Let's Encrypt Renewal Failed — certbot Troubleshooting

Fix a certbot renewal that's stuck failing. Covers HTTP-01 + DNS-01 challenges, rate limits, webroot + authenticator mismatches, and getting the cert pushed to services that cached the old chain.

20 min7 steps
Progress: 0/7 steps
0%

Confirm the cert is actually at risk and see what certbot last tried.

certbot certificates 2>/dev/null | grep -E 'Certificate Name|Expiry Date|Domains'

# Last renewal exit status:
grep -E 'renew|error|Congratulations' /var/log/letsencrypt/letsencrypt.log | tail -30
Expected: `VALID: X days` column shows remaining days. Renewals fire at ~30 days remaining. Log should show either 'renewed successfully' or a concrete error.

Reproduce the failure against Let's Encrypt's staging environment without consuming production rate limit.

certbot renew --dry-run --non-interactive 2>&1 | tail -40
Expected: Staging output shows the exact authenticator step that fails.
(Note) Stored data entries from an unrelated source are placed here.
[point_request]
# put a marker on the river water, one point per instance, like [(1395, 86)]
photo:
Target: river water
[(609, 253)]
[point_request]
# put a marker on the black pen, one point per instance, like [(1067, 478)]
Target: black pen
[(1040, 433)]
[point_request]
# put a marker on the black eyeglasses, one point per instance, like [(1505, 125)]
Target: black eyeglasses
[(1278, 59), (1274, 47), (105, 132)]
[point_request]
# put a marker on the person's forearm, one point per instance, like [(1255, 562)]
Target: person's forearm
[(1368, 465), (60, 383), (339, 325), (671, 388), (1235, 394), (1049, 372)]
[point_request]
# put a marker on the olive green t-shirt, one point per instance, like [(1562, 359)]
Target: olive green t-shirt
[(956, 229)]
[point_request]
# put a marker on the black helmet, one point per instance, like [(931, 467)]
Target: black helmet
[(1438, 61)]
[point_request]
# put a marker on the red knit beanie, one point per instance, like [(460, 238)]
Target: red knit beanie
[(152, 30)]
Real errors: 'Invalid response from http://...', 'DNS problem: SERVFAIL', 'urn:ietf:params:acme:error:rateLimited'.

Let's Encrypt needs to GET http://<domain>/.well-known/acme-challenge/<token> from the public internet.

# Webroot authenticator must match the server's docroot:
grep -r authenticator /etc/letsencrypt/renewal/*.conf | head

# Write a test file and fetch it from outside:
mkdir -p /var/www/html/.well-known/acme-challenge
echo probe > /var/www/html/.well-known/acme-challenge/probe
curl -sS http://<your-domain>/.well-known/acme-challenge/probe
rm /var/www/html/.well-known/acme-challenge/probe
Expected: curl should return `probe`. If it returns 404 or redirects to HTTPS, the webroot doesn't match or a redirect rule is stripping the challenge path.
A blanket `:80 → :443` redirect in nginx/apache must explicitly exempt `/.well-known/acme-challenge/*`.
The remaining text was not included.